JTC Corporation has planned to build a new semiconductor facility in Tampines as Singapore continues to back its large electronics sector despite a global slowdown. The first phase is to be completed by 2021.
JTC is also refurbishing its four wafer fabrication parks by adding greenery to them and connecting them to the island wide park connector network.
The two moves reflect the opportunities that remain for businesses and workers in the electronics sector here despite current uncertainties, said Senior Minister of State for Trade and Industry Chee Hong Tat yesterday.
Speaking at industrial development agency JTC’s Tampines Wafer Fab Park, Mr Chee pointed to the adoption of new technologies such as artificial intelligence, the Internet of Things and autonomous vehicles as driving new business opportunities in the electronics sector.
He added that the global automotive semiconductor market is expected to exceed US$65 billion (S$88 billion) in 2025.
“Similarly, new products in areas such as speech recognition and wearables in the consumer electronics market will continue to generate demand for semiconductors.”
The new 32,000 sq m JTC semicon Space in Tampines Wafer Fab Park will be purpose-built in three phases to meet the needs of semiconductor companies. It will feature vibration-sensitive flooring, for example, with specifications to meet the stringent requirements of semiconductor operations.
There is a similar existing facility at the Tampines park – the 22,700 sq m, four-storey JTC nanoSpace.

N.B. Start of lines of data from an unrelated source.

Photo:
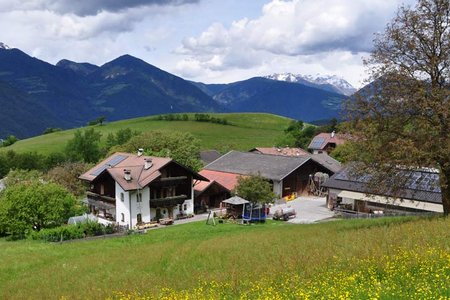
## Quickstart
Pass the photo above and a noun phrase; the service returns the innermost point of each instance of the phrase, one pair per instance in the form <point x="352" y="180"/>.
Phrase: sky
<point x="212" y="41"/>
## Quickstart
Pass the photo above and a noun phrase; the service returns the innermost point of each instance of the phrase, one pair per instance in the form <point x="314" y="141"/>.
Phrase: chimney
<point x="127" y="174"/>
<point x="148" y="163"/>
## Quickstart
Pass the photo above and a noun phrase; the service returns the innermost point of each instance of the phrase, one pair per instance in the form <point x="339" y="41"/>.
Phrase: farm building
<point x="132" y="189"/>
<point x="209" y="194"/>
<point x="285" y="151"/>
<point x="326" y="142"/>
<point x="209" y="156"/>
<point x="350" y="192"/>
<point x="287" y="174"/>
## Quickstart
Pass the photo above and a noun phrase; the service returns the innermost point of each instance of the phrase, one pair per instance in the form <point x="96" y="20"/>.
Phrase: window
<point x="139" y="217"/>
<point x="168" y="192"/>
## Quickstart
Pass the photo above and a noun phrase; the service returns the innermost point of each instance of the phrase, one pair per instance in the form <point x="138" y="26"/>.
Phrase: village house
<point x="132" y="189"/>
<point x="421" y="193"/>
<point x="287" y="174"/>
<point x="326" y="142"/>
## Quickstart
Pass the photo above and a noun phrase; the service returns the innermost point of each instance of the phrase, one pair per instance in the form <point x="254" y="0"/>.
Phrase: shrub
<point x="72" y="232"/>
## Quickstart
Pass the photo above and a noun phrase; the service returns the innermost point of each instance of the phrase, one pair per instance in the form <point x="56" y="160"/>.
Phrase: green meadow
<point x="386" y="258"/>
<point x="247" y="131"/>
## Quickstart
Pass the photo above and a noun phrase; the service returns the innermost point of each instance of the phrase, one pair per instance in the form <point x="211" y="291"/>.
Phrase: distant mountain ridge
<point x="36" y="95"/>
<point x="292" y="100"/>
<point x="330" y="83"/>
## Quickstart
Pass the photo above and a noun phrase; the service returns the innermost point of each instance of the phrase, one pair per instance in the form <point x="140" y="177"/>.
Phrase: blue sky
<point x="203" y="40"/>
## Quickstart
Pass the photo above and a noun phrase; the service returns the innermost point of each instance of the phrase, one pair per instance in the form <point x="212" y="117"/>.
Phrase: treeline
<point x="197" y="117"/>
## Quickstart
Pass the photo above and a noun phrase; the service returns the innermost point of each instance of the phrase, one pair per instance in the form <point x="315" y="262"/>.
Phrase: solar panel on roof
<point x="111" y="163"/>
<point x="317" y="142"/>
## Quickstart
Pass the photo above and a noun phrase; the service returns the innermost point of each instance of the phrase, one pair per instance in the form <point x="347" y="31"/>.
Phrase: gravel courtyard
<point x="308" y="209"/>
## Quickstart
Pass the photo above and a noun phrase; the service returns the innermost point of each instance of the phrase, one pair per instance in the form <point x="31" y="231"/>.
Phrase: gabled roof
<point x="327" y="161"/>
<point x="227" y="180"/>
<point x="273" y="167"/>
<point x="286" y="151"/>
<point x="320" y="141"/>
<point x="421" y="185"/>
<point x="140" y="177"/>
<point x="323" y="159"/>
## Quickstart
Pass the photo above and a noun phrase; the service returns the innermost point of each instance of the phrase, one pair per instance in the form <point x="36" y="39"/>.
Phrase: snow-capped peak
<point x="4" y="46"/>
<point x="337" y="84"/>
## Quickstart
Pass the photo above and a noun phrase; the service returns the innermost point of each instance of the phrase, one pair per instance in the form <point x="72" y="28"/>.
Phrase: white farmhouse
<point x="133" y="189"/>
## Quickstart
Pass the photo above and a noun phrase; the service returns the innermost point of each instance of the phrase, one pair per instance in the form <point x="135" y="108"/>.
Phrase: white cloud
<point x="317" y="35"/>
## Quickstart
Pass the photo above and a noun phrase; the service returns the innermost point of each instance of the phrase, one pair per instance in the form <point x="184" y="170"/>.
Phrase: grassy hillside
<point x="248" y="131"/>
<point x="402" y="258"/>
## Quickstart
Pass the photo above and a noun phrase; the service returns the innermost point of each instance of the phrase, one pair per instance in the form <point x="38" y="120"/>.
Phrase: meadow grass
<point x="247" y="131"/>
<point x="381" y="258"/>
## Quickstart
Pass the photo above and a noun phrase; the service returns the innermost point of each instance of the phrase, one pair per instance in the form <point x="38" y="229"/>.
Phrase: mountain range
<point x="35" y="95"/>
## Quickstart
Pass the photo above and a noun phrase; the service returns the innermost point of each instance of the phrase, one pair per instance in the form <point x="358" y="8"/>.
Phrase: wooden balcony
<point x="168" y="201"/>
<point x="98" y="197"/>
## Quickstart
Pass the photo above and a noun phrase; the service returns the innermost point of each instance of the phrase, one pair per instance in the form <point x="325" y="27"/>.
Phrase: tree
<point x="402" y="120"/>
<point x="255" y="189"/>
<point x="67" y="175"/>
<point x="181" y="146"/>
<point x="84" y="146"/>
<point x="33" y="206"/>
<point x="18" y="176"/>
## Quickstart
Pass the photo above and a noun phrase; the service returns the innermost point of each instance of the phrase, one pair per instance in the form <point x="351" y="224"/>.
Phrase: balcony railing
<point x="168" y="201"/>
<point x="98" y="197"/>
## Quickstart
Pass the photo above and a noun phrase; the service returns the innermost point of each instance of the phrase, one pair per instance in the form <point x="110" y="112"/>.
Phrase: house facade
<point x="132" y="189"/>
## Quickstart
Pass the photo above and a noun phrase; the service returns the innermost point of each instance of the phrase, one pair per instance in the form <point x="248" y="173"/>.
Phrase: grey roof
<point x="273" y="167"/>
<point x="236" y="200"/>
<point x="421" y="185"/>
<point x="327" y="161"/>
<point x="209" y="156"/>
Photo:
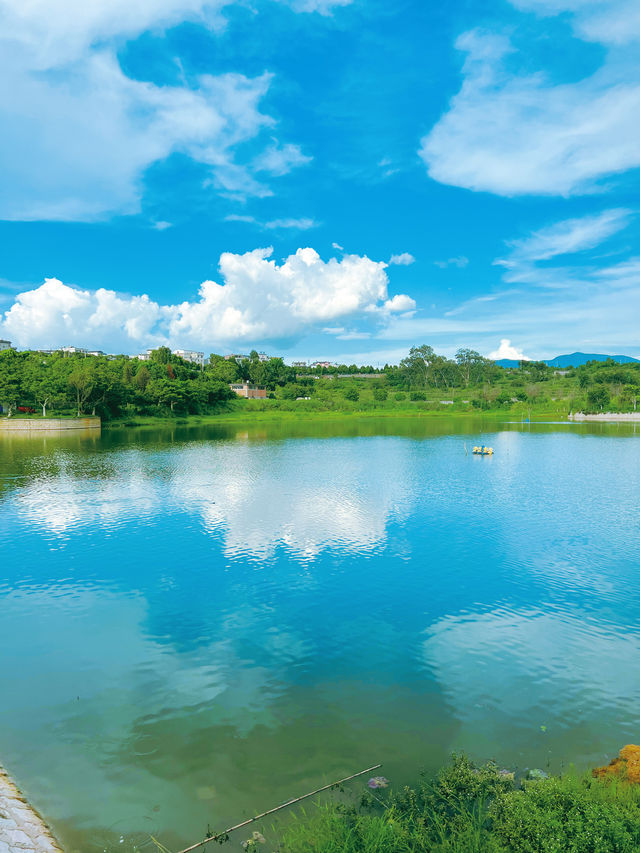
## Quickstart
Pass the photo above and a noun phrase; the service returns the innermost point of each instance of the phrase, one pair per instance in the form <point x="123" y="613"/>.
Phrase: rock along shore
<point x="22" y="830"/>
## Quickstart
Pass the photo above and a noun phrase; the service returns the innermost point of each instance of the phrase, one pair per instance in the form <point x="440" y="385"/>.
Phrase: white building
<point x="190" y="355"/>
<point x="73" y="350"/>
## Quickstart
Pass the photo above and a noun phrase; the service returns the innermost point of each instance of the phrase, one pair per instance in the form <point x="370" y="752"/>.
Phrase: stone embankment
<point x="22" y="830"/>
<point x="30" y="425"/>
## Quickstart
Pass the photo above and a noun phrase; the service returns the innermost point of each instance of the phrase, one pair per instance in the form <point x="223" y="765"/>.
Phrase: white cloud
<point x="461" y="262"/>
<point x="324" y="7"/>
<point x="506" y="350"/>
<point x="78" y="134"/>
<point x="259" y="299"/>
<point x="608" y="21"/>
<point x="403" y="260"/>
<point x="567" y="237"/>
<point x="512" y="134"/>
<point x="301" y="224"/>
<point x="280" y="159"/>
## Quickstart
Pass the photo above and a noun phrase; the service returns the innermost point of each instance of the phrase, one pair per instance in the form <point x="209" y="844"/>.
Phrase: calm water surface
<point x="198" y="623"/>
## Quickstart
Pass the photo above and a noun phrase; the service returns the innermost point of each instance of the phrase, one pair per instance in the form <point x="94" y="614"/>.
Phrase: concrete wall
<point x="17" y="425"/>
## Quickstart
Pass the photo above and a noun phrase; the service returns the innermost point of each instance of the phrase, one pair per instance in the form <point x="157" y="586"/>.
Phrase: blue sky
<point x="321" y="178"/>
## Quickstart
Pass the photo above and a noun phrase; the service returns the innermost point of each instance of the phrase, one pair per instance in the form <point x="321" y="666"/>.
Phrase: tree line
<point x="165" y="383"/>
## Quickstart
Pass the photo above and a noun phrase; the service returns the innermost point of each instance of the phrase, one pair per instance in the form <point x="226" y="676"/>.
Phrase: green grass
<point x="471" y="809"/>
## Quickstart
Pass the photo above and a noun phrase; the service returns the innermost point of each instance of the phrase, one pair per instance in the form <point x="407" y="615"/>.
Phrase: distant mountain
<point x="574" y="359"/>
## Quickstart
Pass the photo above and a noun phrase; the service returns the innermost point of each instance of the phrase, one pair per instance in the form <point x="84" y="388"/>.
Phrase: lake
<point x="198" y="623"/>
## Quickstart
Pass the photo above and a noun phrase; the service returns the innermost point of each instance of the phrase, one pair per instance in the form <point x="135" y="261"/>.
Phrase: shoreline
<point x="22" y="829"/>
<point x="607" y="417"/>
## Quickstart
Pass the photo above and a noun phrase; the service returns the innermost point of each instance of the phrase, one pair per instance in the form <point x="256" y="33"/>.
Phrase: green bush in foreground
<point x="470" y="809"/>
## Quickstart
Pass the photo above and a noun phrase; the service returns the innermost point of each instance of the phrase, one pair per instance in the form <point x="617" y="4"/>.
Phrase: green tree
<point x="162" y="355"/>
<point x="43" y="383"/>
<point x="631" y="394"/>
<point x="416" y="366"/>
<point x="81" y="381"/>
<point x="470" y="363"/>
<point x="11" y="387"/>
<point x="598" y="398"/>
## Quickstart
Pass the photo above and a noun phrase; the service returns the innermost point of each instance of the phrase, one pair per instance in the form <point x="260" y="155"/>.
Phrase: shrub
<point x="477" y="809"/>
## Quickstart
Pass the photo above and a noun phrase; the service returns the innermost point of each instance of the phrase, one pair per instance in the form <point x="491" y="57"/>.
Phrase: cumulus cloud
<point x="403" y="260"/>
<point x="78" y="133"/>
<point x="515" y="133"/>
<point x="258" y="299"/>
<point x="506" y="350"/>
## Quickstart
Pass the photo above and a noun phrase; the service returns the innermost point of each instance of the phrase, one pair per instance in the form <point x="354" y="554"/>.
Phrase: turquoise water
<point x="199" y="623"/>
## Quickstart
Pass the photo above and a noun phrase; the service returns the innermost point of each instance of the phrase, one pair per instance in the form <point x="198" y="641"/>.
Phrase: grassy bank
<point x="471" y="809"/>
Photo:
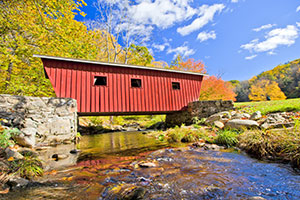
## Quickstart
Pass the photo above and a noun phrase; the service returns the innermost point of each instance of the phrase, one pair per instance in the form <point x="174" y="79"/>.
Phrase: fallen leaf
<point x="11" y="159"/>
<point x="4" y="191"/>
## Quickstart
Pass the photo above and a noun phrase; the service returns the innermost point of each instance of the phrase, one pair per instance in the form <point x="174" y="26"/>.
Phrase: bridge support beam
<point x="197" y="109"/>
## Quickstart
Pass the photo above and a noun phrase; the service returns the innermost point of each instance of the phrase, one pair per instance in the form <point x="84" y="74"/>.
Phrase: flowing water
<point x="108" y="168"/>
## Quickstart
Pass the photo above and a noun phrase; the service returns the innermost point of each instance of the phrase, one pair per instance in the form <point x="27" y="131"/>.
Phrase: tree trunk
<point x="9" y="70"/>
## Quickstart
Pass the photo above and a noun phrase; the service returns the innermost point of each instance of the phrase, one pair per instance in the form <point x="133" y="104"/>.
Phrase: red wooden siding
<point x="76" y="80"/>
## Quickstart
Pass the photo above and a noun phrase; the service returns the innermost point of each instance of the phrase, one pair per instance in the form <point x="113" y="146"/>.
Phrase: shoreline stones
<point x="236" y="120"/>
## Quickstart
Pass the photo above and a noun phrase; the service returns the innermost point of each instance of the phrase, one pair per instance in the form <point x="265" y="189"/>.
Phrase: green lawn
<point x="269" y="106"/>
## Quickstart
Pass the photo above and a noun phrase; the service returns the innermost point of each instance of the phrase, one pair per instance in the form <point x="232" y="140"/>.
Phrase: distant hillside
<point x="287" y="76"/>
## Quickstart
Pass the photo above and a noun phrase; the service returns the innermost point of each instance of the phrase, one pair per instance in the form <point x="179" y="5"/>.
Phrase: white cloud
<point x="250" y="57"/>
<point x="267" y="26"/>
<point x="162" y="13"/>
<point x="203" y="36"/>
<point x="183" y="50"/>
<point x="275" y="38"/>
<point x="206" y="14"/>
<point x="160" y="47"/>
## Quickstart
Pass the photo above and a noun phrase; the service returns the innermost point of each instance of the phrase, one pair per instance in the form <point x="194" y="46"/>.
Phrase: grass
<point x="28" y="167"/>
<point x="273" y="144"/>
<point x="269" y="106"/>
<point x="227" y="137"/>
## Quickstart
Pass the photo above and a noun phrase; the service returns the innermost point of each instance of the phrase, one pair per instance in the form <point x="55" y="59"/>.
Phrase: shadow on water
<point x="107" y="164"/>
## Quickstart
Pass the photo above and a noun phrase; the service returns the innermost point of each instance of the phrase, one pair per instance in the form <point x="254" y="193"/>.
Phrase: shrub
<point x="28" y="167"/>
<point x="5" y="136"/>
<point x="227" y="138"/>
<point x="284" y="145"/>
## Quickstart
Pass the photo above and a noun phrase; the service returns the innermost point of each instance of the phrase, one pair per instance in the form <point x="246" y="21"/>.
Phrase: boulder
<point x="25" y="141"/>
<point x="218" y="117"/>
<point x="147" y="164"/>
<point x="13" y="153"/>
<point x="241" y="116"/>
<point x="256" y="116"/>
<point x="17" y="182"/>
<point x="211" y="147"/>
<point x="239" y="123"/>
<point x="218" y="124"/>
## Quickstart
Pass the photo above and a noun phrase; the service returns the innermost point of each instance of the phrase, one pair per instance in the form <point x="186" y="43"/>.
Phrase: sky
<point x="236" y="39"/>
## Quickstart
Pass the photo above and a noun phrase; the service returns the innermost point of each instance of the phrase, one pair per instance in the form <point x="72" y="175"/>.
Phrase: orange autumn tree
<point x="214" y="88"/>
<point x="263" y="89"/>
<point x="193" y="66"/>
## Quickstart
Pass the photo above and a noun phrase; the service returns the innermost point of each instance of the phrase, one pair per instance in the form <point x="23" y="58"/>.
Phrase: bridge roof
<point x="116" y="64"/>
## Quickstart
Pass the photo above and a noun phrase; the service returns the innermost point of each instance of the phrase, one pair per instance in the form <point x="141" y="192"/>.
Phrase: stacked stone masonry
<point x="42" y="120"/>
<point x="197" y="109"/>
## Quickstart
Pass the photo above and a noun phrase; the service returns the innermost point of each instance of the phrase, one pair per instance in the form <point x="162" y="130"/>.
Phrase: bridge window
<point x="176" y="85"/>
<point x="100" y="80"/>
<point x="137" y="83"/>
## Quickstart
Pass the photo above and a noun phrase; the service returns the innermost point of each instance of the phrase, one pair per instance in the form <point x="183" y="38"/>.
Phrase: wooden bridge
<point x="106" y="89"/>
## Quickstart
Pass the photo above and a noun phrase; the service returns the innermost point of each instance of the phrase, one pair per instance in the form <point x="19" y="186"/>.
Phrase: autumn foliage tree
<point x="214" y="88"/>
<point x="263" y="89"/>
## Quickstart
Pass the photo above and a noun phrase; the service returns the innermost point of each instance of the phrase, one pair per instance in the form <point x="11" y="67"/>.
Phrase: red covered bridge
<point x="102" y="88"/>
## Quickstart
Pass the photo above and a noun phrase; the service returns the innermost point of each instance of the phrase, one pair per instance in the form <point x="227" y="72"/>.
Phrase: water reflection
<point x="119" y="144"/>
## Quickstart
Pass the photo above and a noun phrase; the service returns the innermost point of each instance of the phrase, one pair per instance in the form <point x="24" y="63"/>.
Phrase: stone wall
<point x="199" y="109"/>
<point x="42" y="120"/>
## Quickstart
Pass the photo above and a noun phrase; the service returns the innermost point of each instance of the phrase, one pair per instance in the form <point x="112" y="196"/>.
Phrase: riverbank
<point x="274" y="137"/>
<point x="132" y="164"/>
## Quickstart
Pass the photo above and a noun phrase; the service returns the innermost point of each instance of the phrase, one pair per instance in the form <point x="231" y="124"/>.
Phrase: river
<point x="108" y="167"/>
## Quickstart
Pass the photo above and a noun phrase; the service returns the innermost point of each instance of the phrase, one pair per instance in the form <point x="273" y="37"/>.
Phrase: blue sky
<point x="236" y="39"/>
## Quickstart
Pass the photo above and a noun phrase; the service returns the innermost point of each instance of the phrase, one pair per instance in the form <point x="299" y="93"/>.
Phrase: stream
<point x="109" y="167"/>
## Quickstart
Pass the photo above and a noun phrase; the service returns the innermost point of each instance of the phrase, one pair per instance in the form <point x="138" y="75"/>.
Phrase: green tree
<point x="38" y="27"/>
<point x="264" y="89"/>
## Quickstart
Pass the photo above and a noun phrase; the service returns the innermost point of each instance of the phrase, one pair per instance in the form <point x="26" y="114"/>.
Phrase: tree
<point x="139" y="55"/>
<point x="264" y="89"/>
<point x="119" y="30"/>
<point x="242" y="90"/>
<point x="214" y="88"/>
<point x="38" y="27"/>
<point x="188" y="65"/>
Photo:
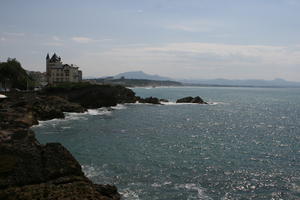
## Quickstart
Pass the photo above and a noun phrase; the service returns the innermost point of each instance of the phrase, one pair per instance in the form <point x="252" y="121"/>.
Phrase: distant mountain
<point x="250" y="82"/>
<point x="141" y="75"/>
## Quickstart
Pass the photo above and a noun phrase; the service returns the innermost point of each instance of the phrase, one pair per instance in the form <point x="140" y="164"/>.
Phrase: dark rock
<point x="189" y="99"/>
<point x="108" y="190"/>
<point x="151" y="100"/>
<point x="164" y="100"/>
<point x="31" y="171"/>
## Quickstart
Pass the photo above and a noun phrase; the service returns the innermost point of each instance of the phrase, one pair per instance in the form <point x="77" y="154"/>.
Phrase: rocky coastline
<point x="30" y="170"/>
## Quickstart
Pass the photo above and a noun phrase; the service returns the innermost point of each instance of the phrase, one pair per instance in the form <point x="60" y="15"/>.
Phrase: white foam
<point x="178" y="104"/>
<point x="99" y="111"/>
<point x="90" y="171"/>
<point x="129" y="194"/>
<point x="192" y="186"/>
<point x="119" y="107"/>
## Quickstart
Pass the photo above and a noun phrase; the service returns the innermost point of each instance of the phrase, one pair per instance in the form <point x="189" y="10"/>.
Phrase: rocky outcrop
<point x="196" y="99"/>
<point x="151" y="100"/>
<point x="30" y="170"/>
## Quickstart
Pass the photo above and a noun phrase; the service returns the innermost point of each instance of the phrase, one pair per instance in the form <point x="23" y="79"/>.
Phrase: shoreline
<point x="31" y="170"/>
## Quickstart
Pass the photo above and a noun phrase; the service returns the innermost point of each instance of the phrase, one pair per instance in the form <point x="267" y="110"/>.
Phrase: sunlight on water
<point x="243" y="146"/>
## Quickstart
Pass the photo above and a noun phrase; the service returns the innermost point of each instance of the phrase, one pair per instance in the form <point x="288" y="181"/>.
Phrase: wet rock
<point x="190" y="99"/>
<point x="151" y="100"/>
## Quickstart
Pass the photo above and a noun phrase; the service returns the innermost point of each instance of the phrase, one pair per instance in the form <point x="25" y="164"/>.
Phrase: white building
<point x="57" y="72"/>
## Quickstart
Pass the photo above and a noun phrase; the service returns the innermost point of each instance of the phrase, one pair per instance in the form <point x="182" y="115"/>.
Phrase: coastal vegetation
<point x="12" y="75"/>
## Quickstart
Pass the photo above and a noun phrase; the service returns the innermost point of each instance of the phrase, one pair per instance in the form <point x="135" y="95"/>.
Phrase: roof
<point x="2" y="96"/>
<point x="55" y="58"/>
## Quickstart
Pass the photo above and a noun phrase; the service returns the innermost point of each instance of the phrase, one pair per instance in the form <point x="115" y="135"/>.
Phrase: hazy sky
<point x="233" y="39"/>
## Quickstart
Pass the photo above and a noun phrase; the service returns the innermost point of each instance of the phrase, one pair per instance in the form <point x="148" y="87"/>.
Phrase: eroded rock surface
<point x="30" y="170"/>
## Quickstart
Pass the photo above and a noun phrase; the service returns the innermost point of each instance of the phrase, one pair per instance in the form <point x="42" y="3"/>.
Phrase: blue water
<point x="245" y="145"/>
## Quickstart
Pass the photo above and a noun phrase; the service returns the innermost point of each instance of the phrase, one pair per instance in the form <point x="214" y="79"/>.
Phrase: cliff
<point x="30" y="170"/>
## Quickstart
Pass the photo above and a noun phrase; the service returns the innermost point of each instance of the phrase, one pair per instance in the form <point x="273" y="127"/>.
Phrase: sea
<point x="245" y="144"/>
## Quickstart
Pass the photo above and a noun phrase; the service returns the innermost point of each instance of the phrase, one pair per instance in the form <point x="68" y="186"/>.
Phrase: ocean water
<point x="244" y="145"/>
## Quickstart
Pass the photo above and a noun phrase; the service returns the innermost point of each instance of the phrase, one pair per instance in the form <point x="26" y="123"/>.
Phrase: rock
<point x="151" y="100"/>
<point x="31" y="171"/>
<point x="190" y="99"/>
<point x="164" y="100"/>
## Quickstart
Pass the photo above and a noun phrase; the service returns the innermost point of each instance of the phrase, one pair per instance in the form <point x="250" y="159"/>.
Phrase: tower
<point x="48" y="73"/>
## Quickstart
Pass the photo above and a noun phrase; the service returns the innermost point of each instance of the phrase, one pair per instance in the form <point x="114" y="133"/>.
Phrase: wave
<point x="208" y="103"/>
<point x="90" y="171"/>
<point x="192" y="186"/>
<point x="129" y="194"/>
<point x="119" y="107"/>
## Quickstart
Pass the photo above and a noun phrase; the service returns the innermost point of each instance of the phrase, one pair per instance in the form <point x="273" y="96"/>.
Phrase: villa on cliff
<point x="57" y="72"/>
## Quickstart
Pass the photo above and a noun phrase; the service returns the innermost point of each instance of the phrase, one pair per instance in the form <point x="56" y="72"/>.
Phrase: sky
<point x="186" y="39"/>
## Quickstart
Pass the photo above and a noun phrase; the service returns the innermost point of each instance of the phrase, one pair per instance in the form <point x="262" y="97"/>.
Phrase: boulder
<point x="190" y="99"/>
<point x="151" y="100"/>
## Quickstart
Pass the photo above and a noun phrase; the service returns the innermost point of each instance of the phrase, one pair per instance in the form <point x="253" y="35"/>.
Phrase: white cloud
<point x="53" y="43"/>
<point x="14" y="34"/>
<point x="85" y="40"/>
<point x="202" y="60"/>
<point x="56" y="38"/>
<point x="82" y="39"/>
<point x="195" y="26"/>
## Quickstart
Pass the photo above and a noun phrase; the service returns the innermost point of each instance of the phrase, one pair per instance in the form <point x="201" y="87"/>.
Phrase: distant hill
<point x="141" y="75"/>
<point x="250" y="82"/>
<point x="135" y="82"/>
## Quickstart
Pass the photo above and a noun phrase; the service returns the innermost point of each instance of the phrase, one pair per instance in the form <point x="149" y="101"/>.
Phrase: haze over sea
<point x="244" y="145"/>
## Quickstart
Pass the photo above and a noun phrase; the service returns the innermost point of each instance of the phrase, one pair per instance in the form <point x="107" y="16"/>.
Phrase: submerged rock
<point x="190" y="99"/>
<point x="151" y="100"/>
<point x="30" y="170"/>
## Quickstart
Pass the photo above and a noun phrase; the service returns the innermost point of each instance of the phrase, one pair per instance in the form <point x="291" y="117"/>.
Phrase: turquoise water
<point x="244" y="145"/>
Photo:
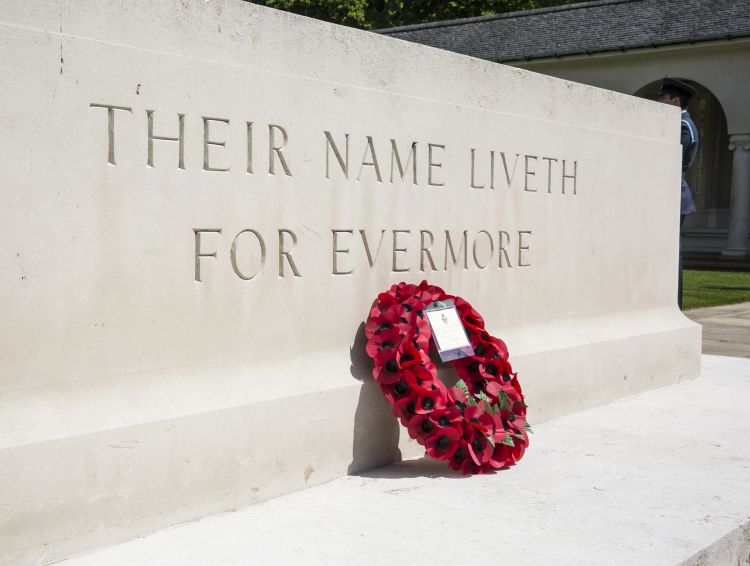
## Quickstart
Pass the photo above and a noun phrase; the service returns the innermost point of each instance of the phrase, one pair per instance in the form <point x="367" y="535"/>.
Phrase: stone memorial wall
<point x="199" y="202"/>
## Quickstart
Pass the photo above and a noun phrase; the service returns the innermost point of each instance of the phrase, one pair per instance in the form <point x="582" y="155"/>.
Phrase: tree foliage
<point x="377" y="14"/>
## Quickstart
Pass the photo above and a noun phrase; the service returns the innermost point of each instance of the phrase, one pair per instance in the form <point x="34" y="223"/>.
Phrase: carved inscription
<point x="415" y="250"/>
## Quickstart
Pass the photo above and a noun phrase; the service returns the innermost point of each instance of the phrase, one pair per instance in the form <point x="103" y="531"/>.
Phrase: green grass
<point x="712" y="288"/>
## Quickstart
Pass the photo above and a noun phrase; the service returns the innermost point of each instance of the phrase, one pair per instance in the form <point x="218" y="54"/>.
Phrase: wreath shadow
<point x="375" y="450"/>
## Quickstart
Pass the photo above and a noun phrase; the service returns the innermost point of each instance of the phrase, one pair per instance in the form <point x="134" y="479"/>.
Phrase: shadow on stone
<point x="376" y="430"/>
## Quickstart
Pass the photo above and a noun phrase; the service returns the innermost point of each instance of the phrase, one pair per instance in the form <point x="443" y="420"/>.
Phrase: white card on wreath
<point x="448" y="331"/>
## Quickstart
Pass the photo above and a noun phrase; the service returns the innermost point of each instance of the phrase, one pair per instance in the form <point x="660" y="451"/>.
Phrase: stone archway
<point x="710" y="176"/>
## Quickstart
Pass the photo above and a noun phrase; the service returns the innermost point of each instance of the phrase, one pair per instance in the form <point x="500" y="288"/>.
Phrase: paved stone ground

The sprucing up of JTC’s wafer fabrication parks will begin with around 5.3km of sheltered walkways and 6.7km of cycling paths being built at the two parks in Pasir Ris and Tampines that will connect with the Park Connector Network. The wafer fabrication parks in Woodlands and North Coast will be refurbished later.
The enhancements at all four parks are expected to be completed by 2025. Said JTC chief executive officer Ng Lang: “These upcoming enhancements are a step forward in making our estates more conducive for our workers.”
The electronics sector accounts for around 90,000 jobs and about 7 per cent of Singapore’s gross domestic product. Players here are confident of a turnaround.
Global semiconductor company Micron Technology launched a new wafer fabrication facility here in August. STMicroelectronics expanded its Ang Mo Kio wafer fab facility in September, more than doubling its capacity.
The two investments followed a $30 million wafer fabrication facility opened by Systems on Silicon Manufacturing Company last year.
All three, together, will create about 1,000 new jobs in Singapore.